When we sat down to review our preview screener of Bay Area native and young filmmaker Leah Meyerhoff's Twitch, somehow we didn't realize it was a short, not even when the DVD itself seemed to indicate that it was only ten minutes long. We made up for our lack of paying attention by watching the film four times, to make sure we could review it thoroughly for you before you see it at the SF Indie Fest.
Twitch is a vignette about an unnamed teenaged girl (none of the characters has a name) whose mother has multiple sclerosis. The daughter (Emma Galvin in the film's strongest performance) pities her mother (Toni Meyerhoff), taking care of her more out of duty than out of love. The girl, irrationally worried about catching MS through contact, scrubs herself after each encounter with her mother and has apparently visited a gynecologist several times to make sure she's actually not sick. She escapes to her boyfriend (Peter Corrie), who's far less interested in her hypochondria than he is in getting laid.
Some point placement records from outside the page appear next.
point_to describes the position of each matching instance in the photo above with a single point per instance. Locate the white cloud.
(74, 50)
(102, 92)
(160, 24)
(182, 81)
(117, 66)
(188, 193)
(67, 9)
The movie is an apology from Leah Meyerhoff to her mother, Toni Meyerhoff, who actually has MS and portrays the mother in the film, which is based on the younger Meyerhoff's teenaged anger toward and resentment of her mother's illness. This is the problem: since we know the movie is an apology, we see the unsympathetic actions of the daughter as somewhat redeemed in the future. The movie itself, however, just shows a self-centered, scared girl looking in vain for the wrong things from the people in her life: she seeks physical affection from her mother, who can only offer emotional connection; she wants her boyfriend to listen to her and validate her feelings and fears, but all he wants is sex.